How to Extract, Transform, and Load Data for Predictive Analysis

By Anasse Bari, Mohamed Chaouchi, Tommy Jung

After it’s initially collected, data is usually in a dispersed state; it resides in multiple systems or databases and must be analyzed before predicting anything. Before you can use it for a predictive analytics model, you have to consolidate it into one place. Also, you don’t want to work on data that resides in operational systems — that’s asking for trouble.

Instead, place a portion of it somewhere where you can work on it freely without affecting operations. ETL (extract, transform and load) is the process that achieves that desirable state.

Many organizations have multiple databases; your predictive model will likely utilize data from all of them. ETL is the process that collects all the information needed and places it in a separate environment where you can run your analysis.

ETL is not, however, a once-and-for-all operation; usually it’s an ongoing process that refreshes the data and keeps it up to date. Be sure you run your ETL processes at night or at other times when the load on the operational system is low.

  • The extraction step collects the desired data in its raw form from operational systems.

  • The transformation step makes the collected data ready to be used in your predictive model — merging it, generating the desired derived attributes, and putting the transformed data in the appropriate format to fit business requirements.

  • The loading step places the data in its designated location, where you can run your analysis on it — for example, in a data mart, data warehouse, or another database.
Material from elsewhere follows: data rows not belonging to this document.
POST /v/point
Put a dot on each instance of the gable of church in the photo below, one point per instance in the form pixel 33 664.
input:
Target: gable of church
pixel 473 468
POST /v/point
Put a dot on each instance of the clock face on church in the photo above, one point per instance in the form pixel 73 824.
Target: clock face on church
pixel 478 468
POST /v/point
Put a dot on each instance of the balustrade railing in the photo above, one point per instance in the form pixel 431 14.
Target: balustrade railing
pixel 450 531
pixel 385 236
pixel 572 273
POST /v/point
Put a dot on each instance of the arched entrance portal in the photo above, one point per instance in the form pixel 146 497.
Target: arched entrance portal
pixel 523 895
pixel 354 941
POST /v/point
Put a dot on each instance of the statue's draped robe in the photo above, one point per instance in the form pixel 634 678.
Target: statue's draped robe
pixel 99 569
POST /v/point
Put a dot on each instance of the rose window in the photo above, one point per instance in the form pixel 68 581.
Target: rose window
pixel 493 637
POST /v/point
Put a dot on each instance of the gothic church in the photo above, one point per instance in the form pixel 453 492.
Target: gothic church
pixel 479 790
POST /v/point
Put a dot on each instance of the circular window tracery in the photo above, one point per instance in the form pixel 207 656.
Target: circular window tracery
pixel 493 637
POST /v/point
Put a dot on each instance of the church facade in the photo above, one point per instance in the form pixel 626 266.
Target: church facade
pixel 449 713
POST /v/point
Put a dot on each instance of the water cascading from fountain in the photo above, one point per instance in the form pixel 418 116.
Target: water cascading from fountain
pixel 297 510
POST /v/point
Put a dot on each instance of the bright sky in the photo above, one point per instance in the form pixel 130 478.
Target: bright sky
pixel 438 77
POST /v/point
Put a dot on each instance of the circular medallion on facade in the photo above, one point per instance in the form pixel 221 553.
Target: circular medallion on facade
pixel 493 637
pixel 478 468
You should follow a systematic approach to build your ETL processes to fulfill the business requirements. It’s a good practice to keep a copy of the original data in a separate area so you can always go back to it in case an error disrupts the transformation or the loading steps of the processes.

Your ETL process should incorporate modularity — separating the tasks and accomplishing the work in stages. This approach has advantages in case you want to reprocess or reload the data, or if you want to use some of that data for a different analysis or to build different predictive models. The design of your ETL should be able to accommodate major business requirement changes — with minimal changes to your ETL process.